22 septembre 2009
Mister Mystère
Fin de la séquence Soldat rose, bienvenue chez M le maudit. On
rigolerait du virage au noir expressionniste de la pochette, à la
symbolique un peu épaisse, si Matthieu Chédid ne s’était tenu qu’à des
ravalements de façade sans toucher au gros oeuvre.

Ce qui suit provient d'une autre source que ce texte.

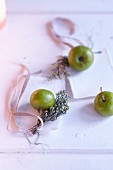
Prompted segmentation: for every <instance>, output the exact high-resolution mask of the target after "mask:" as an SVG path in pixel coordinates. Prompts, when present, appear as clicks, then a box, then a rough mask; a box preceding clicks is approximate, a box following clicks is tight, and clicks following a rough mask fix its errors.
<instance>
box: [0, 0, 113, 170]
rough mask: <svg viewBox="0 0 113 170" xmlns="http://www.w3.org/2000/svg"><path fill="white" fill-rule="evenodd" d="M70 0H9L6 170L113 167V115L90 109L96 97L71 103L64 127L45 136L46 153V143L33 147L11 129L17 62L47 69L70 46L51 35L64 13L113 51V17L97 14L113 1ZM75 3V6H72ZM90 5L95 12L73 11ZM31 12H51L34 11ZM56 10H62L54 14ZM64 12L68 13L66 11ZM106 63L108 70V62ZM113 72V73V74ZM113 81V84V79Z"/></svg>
mask: <svg viewBox="0 0 113 170" xmlns="http://www.w3.org/2000/svg"><path fill="white" fill-rule="evenodd" d="M65 3H66V5H63V1H62V3H61V2H60V1H55V2H54V3H52V2H51V1H47V2H44V1H27V2H26V1H24V2H23V1H13V0H7V5H8V11H9V14H8V15H7V25H6V27H4V29H2V30H0V77H1V83H0V89H1V90H0V98H1V99H2V100H0V101H1V102H0V107H1V114H0V129H1V135H0V136H1V142H0V168H1V169H3V168H4V169H6V170H8V169H22V170H24V169H28V170H30V169H36V168H40V169H41V170H45V169H50V168H51V169H56V170H57V169H62V170H64V169H65V170H71V169H72V170H75V169H77V170H79V169H80V170H82V169H84V170H85V169H87V170H90V169H99V170H101V169H110V167H112V166H113V163H112V156H113V155H112V154H113V141H112V139H113V132H112V130H111V129H112V128H113V125H112V119H113V118H108V119H102V118H100V117H99V116H98V115H97V114H96V113H95V112H94V110H93V108H92V105H91V107H90V109H91V110H90V109H89V107H87V106H88V105H89V104H91V103H93V100H87V101H84V102H78V103H76V102H75V103H71V104H70V111H69V112H68V114H67V115H65V116H64V117H62V120H61V121H60V126H59V129H58V130H56V131H53V132H51V133H50V134H47V135H43V136H41V138H40V141H41V142H43V143H46V144H48V145H49V148H45V149H46V153H43V152H44V151H43V149H42V147H41V146H36V147H30V146H29V144H28V142H27V141H26V139H25V138H23V137H22V136H21V137H20V136H17V135H15V134H11V133H9V132H8V131H7V130H6V126H7V121H8V119H7V118H8V110H7V99H8V94H9V88H10V86H11V85H12V82H13V80H14V79H15V77H17V73H18V72H19V71H20V68H19V67H17V66H16V65H15V64H13V63H14V62H19V63H23V64H25V65H27V66H28V67H29V69H30V71H36V70H39V69H46V68H48V67H49V66H50V64H51V63H53V62H54V61H56V59H57V56H58V55H60V54H62V53H63V50H65V49H66V48H64V47H60V46H57V45H56V44H55V43H54V42H53V41H52V40H51V38H50V37H49V36H48V34H47V30H46V23H47V22H48V21H50V20H52V19H53V18H55V17H58V16H59V17H66V18H69V19H71V20H72V21H73V22H74V23H75V25H77V32H76V34H77V36H79V37H81V38H82V37H83V38H84V39H85V38H86V37H87V35H89V34H90V32H91V31H92V30H93V35H94V42H95V44H94V45H95V46H94V49H95V50H100V49H101V50H102V49H104V48H105V47H107V48H109V49H110V51H111V54H113V50H112V41H113V33H112V30H113V24H112V23H111V21H112V18H113V15H112V14H103V13H102V14H101V15H100V14H98V13H96V11H107V12H109V11H112V1H109V3H108V1H105V0H103V1H88V0H87V1H79V2H77V7H76V1H73V3H75V8H74V6H73V3H72V1H71V2H70V1H66V2H65ZM26 4H27V5H26ZM34 4H35V5H34ZM51 4H52V5H51ZM69 4H70V8H68V7H69ZM83 4H85V5H83ZM104 4H105V5H104ZM87 5H89V7H88V8H86V6H87ZM96 7H97V8H96ZM90 9H91V11H92V12H95V14H90V15H89V14H82V13H78V14H76V13H75V14H73V13H72V14H71V12H73V11H74V12H76V11H79V12H80V11H81V12H84V11H90ZM29 11H30V12H33V11H35V12H43V13H45V14H43V15H42V14H39V13H32V14H31V13H29ZM53 11H55V12H57V14H54V15H53V14H51V12H53ZM59 11H60V12H65V15H64V14H61V13H59ZM13 12H18V13H13ZM21 12H22V13H21ZM23 12H25V13H24V14H23ZM26 12H27V13H26ZM46 12H47V14H46ZM49 12H50V14H49ZM67 12H70V14H69V13H67ZM98 57H99V56H98ZM103 64H104V65H105V68H106V63H103ZM100 65H101V63H100ZM104 71H106V70H103V77H102V79H104ZM110 74H111V76H112V72H111V73H110ZM109 83H112V79H111V82H109ZM112 84H113V83H112ZM90 114H91V115H90Z"/></svg>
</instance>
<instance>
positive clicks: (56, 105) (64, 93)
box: [40, 90, 69, 122]
mask: <svg viewBox="0 0 113 170" xmlns="http://www.w3.org/2000/svg"><path fill="white" fill-rule="evenodd" d="M68 101H69V96H68V94H67V93H66V91H65V90H61V91H59V92H58V93H57V94H56V99H55V104H54V106H53V107H50V108H49V109H48V110H43V109H41V110H40V116H41V118H42V120H43V122H48V121H54V120H56V119H57V118H58V117H59V116H61V115H63V114H66V113H67V110H69V106H68Z"/></svg>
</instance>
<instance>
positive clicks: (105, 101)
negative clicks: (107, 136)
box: [94, 91, 113, 116]
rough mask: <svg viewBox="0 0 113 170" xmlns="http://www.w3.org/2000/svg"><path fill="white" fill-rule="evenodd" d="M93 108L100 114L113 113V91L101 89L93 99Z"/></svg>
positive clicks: (109, 115) (103, 115)
mask: <svg viewBox="0 0 113 170" xmlns="http://www.w3.org/2000/svg"><path fill="white" fill-rule="evenodd" d="M94 108H95V110H96V111H97V112H98V113H99V114H100V115H102V116H112V115H113V93H112V92H109V91H101V92H100V93H99V94H98V95H97V96H96V97H95V100H94Z"/></svg>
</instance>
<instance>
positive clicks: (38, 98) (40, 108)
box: [30, 89, 55, 110]
mask: <svg viewBox="0 0 113 170" xmlns="http://www.w3.org/2000/svg"><path fill="white" fill-rule="evenodd" d="M54 103H55V98H54V94H53V93H52V92H51V91H49V90H46V89H39V90H36V91H34V92H33V93H32V94H31V96H30V104H31V106H32V107H33V108H34V109H36V110H40V109H48V108H50V107H51V106H53V105H54Z"/></svg>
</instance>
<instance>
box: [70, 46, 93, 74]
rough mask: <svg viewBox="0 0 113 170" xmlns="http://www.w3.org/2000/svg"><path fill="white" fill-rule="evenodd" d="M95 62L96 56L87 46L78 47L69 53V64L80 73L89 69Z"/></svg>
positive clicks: (71, 50) (73, 49) (72, 48)
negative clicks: (93, 53)
mask: <svg viewBox="0 0 113 170" xmlns="http://www.w3.org/2000/svg"><path fill="white" fill-rule="evenodd" d="M93 61H94V54H93V52H92V50H91V49H90V48H88V47H86V46H82V45H80V46H76V47H74V48H72V49H71V50H70V52H69V56H68V63H69V65H70V66H71V67H72V68H74V69H75V70H78V71H83V70H86V69H88V68H89V67H90V66H91V65H92V64H93Z"/></svg>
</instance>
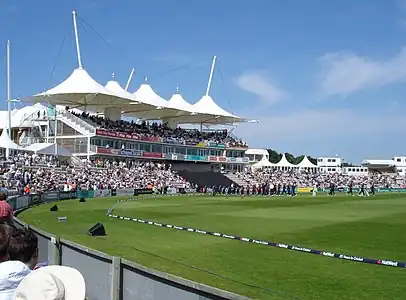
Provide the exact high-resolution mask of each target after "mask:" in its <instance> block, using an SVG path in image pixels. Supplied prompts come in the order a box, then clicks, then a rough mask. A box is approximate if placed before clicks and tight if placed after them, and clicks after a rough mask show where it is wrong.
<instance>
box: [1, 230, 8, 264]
mask: <svg viewBox="0 0 406 300" xmlns="http://www.w3.org/2000/svg"><path fill="white" fill-rule="evenodd" d="M9 243H10V233H9V229H8V226H7V225H4V224H0V263H2V262H3V261H8V245H9Z"/></svg>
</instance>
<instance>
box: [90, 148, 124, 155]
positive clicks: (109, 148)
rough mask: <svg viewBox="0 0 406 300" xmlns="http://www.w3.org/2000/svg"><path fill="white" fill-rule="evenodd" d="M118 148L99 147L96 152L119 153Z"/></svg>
mask: <svg viewBox="0 0 406 300" xmlns="http://www.w3.org/2000/svg"><path fill="white" fill-rule="evenodd" d="M118 151H119V150H118V149H111V148H104V147H97V151H96V153H98V154H109V155H117V154H118Z"/></svg>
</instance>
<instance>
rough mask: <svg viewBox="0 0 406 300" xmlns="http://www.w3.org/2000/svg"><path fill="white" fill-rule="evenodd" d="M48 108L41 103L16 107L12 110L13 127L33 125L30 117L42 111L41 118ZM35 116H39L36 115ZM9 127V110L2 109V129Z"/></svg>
mask: <svg viewBox="0 0 406 300" xmlns="http://www.w3.org/2000/svg"><path fill="white" fill-rule="evenodd" d="M47 110H48V108H47V107H46V106H44V105H42V104H40V103H36V104H34V105H27V106H24V107H21V108H18V109H17V108H16V109H13V110H12V111H11V128H17V127H32V126H33V124H32V123H31V122H28V117H30V116H31V115H33V114H36V113H38V112H40V115H41V118H44V119H45V117H44V112H45V114H47ZM35 118H37V117H36V116H35ZM5 128H8V112H7V111H6V110H3V111H0V129H5Z"/></svg>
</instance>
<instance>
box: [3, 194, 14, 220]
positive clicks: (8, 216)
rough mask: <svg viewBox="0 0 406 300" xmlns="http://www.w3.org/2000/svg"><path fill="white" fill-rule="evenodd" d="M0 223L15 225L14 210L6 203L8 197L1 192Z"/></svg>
mask: <svg viewBox="0 0 406 300" xmlns="http://www.w3.org/2000/svg"><path fill="white" fill-rule="evenodd" d="M0 222H3V223H8V224H12V223H13V208H12V207H11V205H10V204H8V203H7V202H6V195H5V194H4V193H3V192H0Z"/></svg>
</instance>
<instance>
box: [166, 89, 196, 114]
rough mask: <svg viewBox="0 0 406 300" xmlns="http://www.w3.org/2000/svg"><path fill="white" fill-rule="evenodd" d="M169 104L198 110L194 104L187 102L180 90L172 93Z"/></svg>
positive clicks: (191, 110) (191, 112) (194, 109)
mask: <svg viewBox="0 0 406 300" xmlns="http://www.w3.org/2000/svg"><path fill="white" fill-rule="evenodd" d="M168 104H169V106H170V107H172V108H175V109H179V110H184V111H187V112H191V113H194V112H196V110H195V108H194V106H193V105H192V104H190V103H189V102H187V101H186V100H185V99H184V98H183V96H182V95H181V94H180V93H179V92H176V93H175V94H173V95H172V97H171V99H169V101H168Z"/></svg>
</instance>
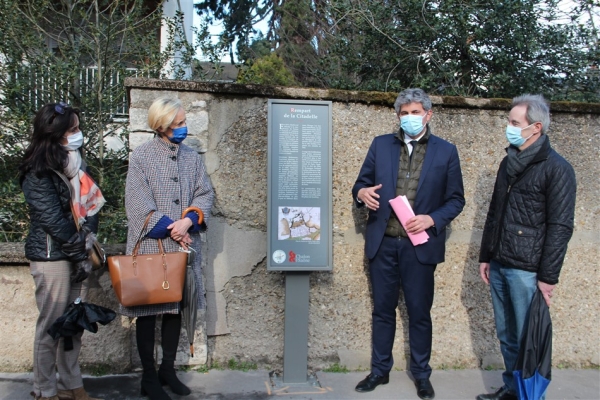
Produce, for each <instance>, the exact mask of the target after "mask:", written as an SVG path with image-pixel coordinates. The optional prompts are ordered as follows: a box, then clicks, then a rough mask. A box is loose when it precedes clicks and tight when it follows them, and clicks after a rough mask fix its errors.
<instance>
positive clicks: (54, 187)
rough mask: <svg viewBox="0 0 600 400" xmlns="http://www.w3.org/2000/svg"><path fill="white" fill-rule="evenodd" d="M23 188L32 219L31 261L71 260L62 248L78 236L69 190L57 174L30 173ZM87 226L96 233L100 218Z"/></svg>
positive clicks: (50, 172) (25, 245) (97, 217)
mask: <svg viewBox="0 0 600 400" xmlns="http://www.w3.org/2000/svg"><path fill="white" fill-rule="evenodd" d="M21 187H22V188H23V193H24V194H25V200H26V201H27V204H28V206H29V218H30V225H29V235H28V236H27V241H26V242H25V256H26V257H27V259H29V260H31V261H57V260H67V259H68V257H67V256H66V255H65V254H63V252H62V251H61V246H62V244H63V243H65V242H68V241H69V239H71V238H72V237H73V235H75V233H76V232H77V228H76V227H75V222H74V220H73V214H72V212H71V206H70V200H71V195H70V192H69V187H68V186H67V184H66V183H65V182H63V180H62V179H61V178H60V177H59V176H58V175H57V174H56V173H55V172H54V171H48V172H47V173H45V174H42V175H40V176H36V175H35V174H33V173H28V174H27V175H25V177H24V179H23V181H22V183H21ZM84 226H85V227H87V228H88V229H89V230H90V231H91V232H96V231H97V230H98V215H97V214H96V215H94V216H93V217H88V218H87V222H86V223H85V225H84Z"/></svg>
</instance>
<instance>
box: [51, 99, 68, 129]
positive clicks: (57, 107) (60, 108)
mask: <svg viewBox="0 0 600 400" xmlns="http://www.w3.org/2000/svg"><path fill="white" fill-rule="evenodd" d="M70 107H71V106H70V105H68V104H67V103H65V102H64V101H61V102H59V103H57V104H55V105H54V114H52V117H50V120H49V121H48V123H50V124H51V123H52V122H54V118H55V117H56V115H57V114H60V115H65V112H66V110H67V108H70Z"/></svg>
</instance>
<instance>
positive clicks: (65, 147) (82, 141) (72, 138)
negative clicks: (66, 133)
mask: <svg viewBox="0 0 600 400" xmlns="http://www.w3.org/2000/svg"><path fill="white" fill-rule="evenodd" d="M82 145H83V133H81V131H79V132H75V133H74V134H72V135H69V136H67V144H65V145H64V147H65V148H66V149H67V150H77V149H78V148H80V147H81V146H82Z"/></svg>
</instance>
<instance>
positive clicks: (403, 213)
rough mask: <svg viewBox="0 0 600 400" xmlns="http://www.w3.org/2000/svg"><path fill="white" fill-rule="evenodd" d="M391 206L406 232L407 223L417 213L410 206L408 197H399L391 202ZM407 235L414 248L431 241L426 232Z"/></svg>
mask: <svg viewBox="0 0 600 400" xmlns="http://www.w3.org/2000/svg"><path fill="white" fill-rule="evenodd" d="M390 205H391V206H392V209H393V210H394V212H395V213H396V216H397V217H398V219H399V220H400V223H401V224H402V226H403V227H404V230H406V221H408V220H409V219H411V218H412V217H414V216H415V212H414V211H413V209H412V207H411V206H410V203H409V202H408V199H407V198H406V196H398V197H396V198H395V199H392V200H390ZM406 233H407V234H408V238H409V239H410V241H411V242H412V244H413V245H414V246H418V245H420V244H423V243H426V242H427V241H428V240H429V235H428V234H427V232H425V231H423V232H421V233H417V234H414V233H409V232H408V231H407V232H406Z"/></svg>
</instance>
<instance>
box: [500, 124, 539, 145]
mask: <svg viewBox="0 0 600 400" xmlns="http://www.w3.org/2000/svg"><path fill="white" fill-rule="evenodd" d="M534 124H535V122H534ZM531 125H533V124H531ZM531 125H528V126H526V127H525V128H519V127H518V126H513V125H510V124H508V125H507V126H506V139H507V140H508V143H510V144H512V145H513V146H515V147H521V146H523V144H524V143H525V142H526V141H527V139H529V138H530V137H532V136H533V135H534V134H533V133H532V134H531V135H529V136H528V137H526V138H524V137H523V136H521V132H522V131H523V129H527V128H529V127H530V126H531Z"/></svg>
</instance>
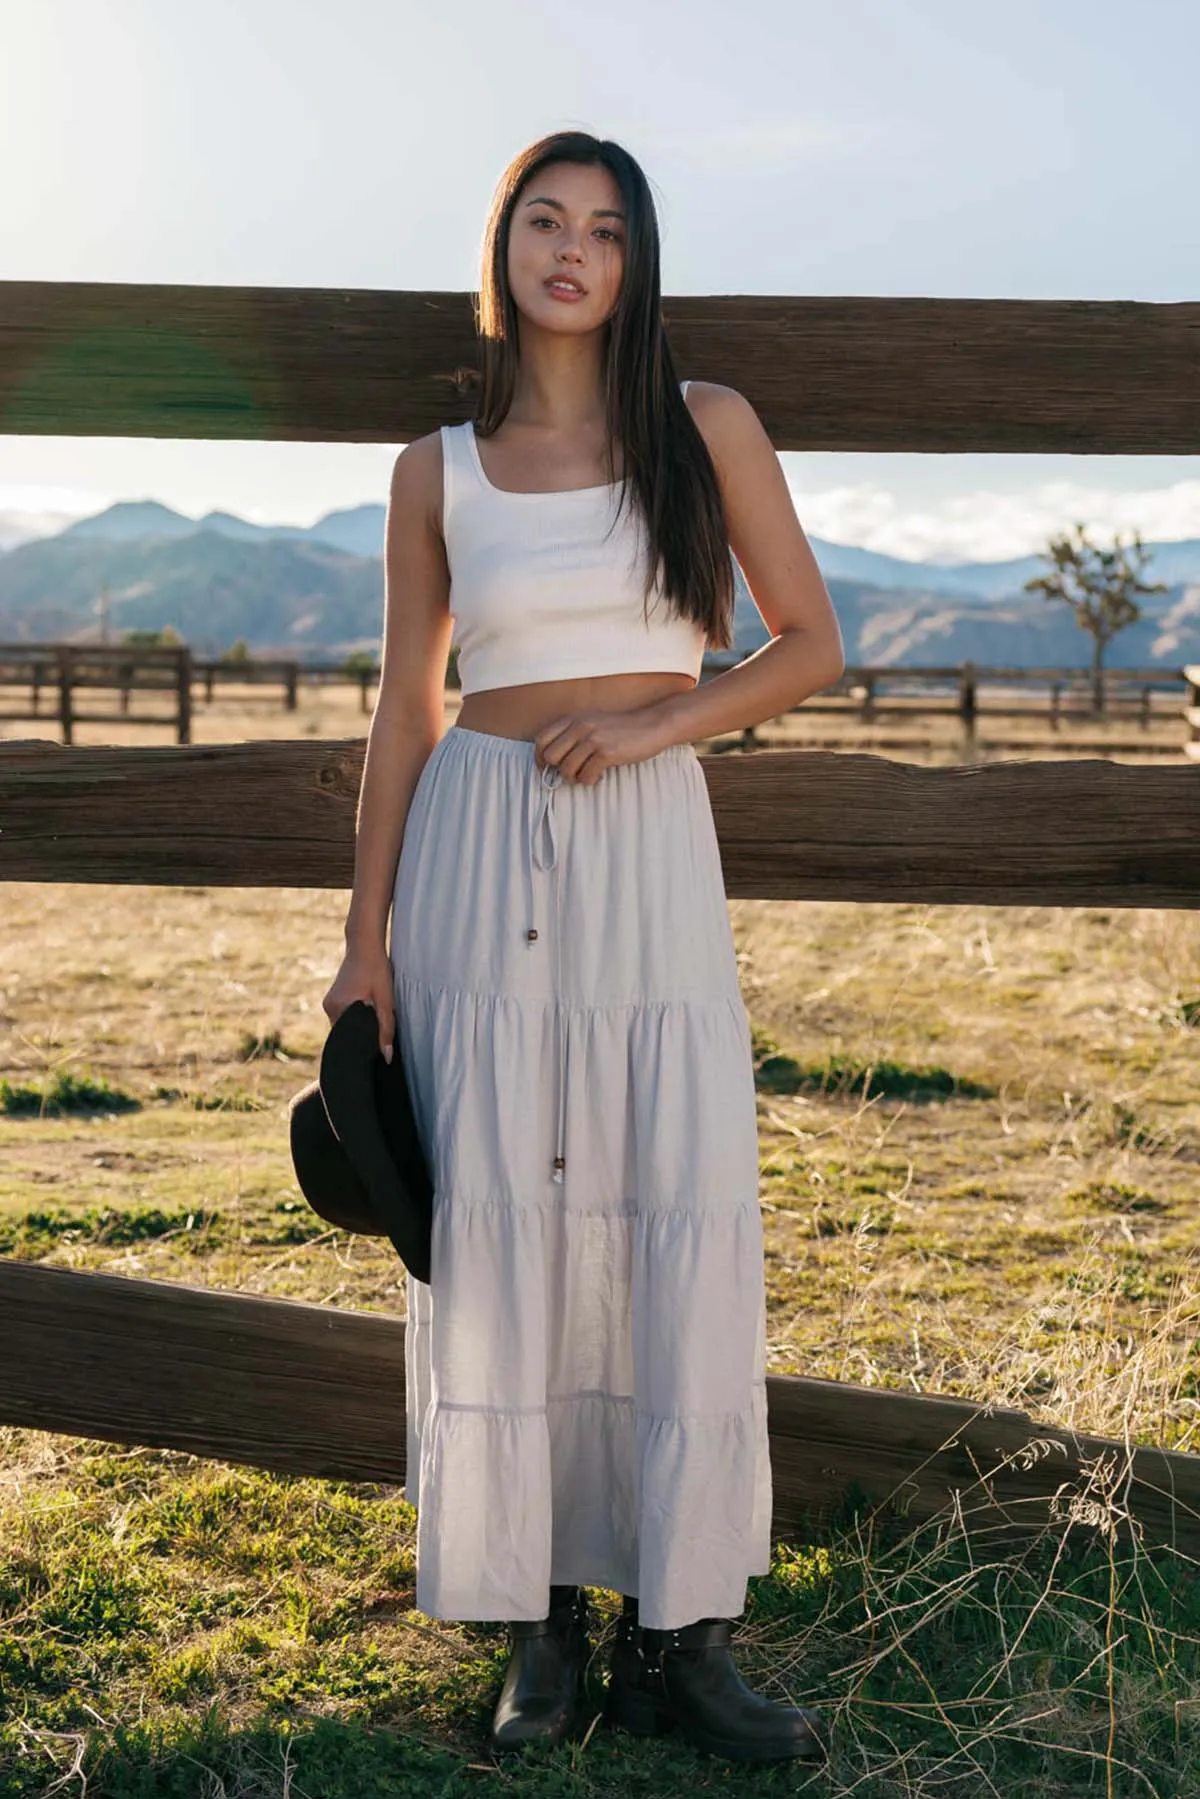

Le grand chantier Mister Mystère
(album, bonus en ligne, DVD) ressemble à celui d’une reconstruction
intégrale, sans reniement mais sans pitié non plus pour l’ancien
amuseur démaquillé à l’acide, dépouillé comme un lapin de sa panoplie
chamallow et coupé de son imaginaire puéril de Hendrix taille
Playmobil.
Un titre jadis lové dans la Libido de Brigitte Fontaine, Mister Mystère,
réapparaît ici aux avant-postes d’un quatrième album qui doit beaucoup
à cette marraine un peu succube et experte en dépucelage textuel,
frappant ici huit fois dans le M(ille), initiant son filleul aux
plaisirs du fiel et aux sens interdits. Entendre le doux rêveur
Matthieu chanter des saletés à base de gaule (sur le vertigineux Tanagra),
c’est comme apprendre que Casimir pratique le bukkake, ça fiche un
sacré coup. Mais, audelà de la prose épineuse de la soldate rosse de
l’île Saint-Louis, c’est musicalement et vocalement que Matthieu Chédid
a le plus progressé.
Sa voix parvient à attraper des nuances
de blanc médicamenteux et de rouge sanguin qui changent du rose pâle de
fausset qui lui servait d’organe sur les précédents. Il a également eu
la bonne idée de couper le siphon aux guitares ligne Sinclair, leur
substituant des formes instrumentales à la fois simples et savantes,
peu chargées en apparence mais dévoilant à l’usage une virtuosité pop
au groove subtil (Le Roi des ombres) et une suavité mélodique presque californienne. Témoin L’Elixir,
qui évoque de façon troublante, voix comprise, le joli style du surdoué
Albin de la Simone, son pote honteusement cloîtré dans l’anonymat, tout
comme les Mathieu Boogaerts ou Franck Monnet dont l’influence est ici
évidente (Semaine, Phébus).
Chef de file de
cette famille éparpillée, Chédid était jusqu’ici le plus malingre
artistiquement. Il vient d’un seul coup de prendre de l’étoffe, du
coffre, un sexe, une identité, peutêtre même un énorme risque vis-à-vis
d’un grand public globalement hostile au changement. Mais, comme le lui
fait dire en morale de l’histoire la fabuleuse Fontaine sur Destroy : “Au matin renaît, des cendres le diamant.”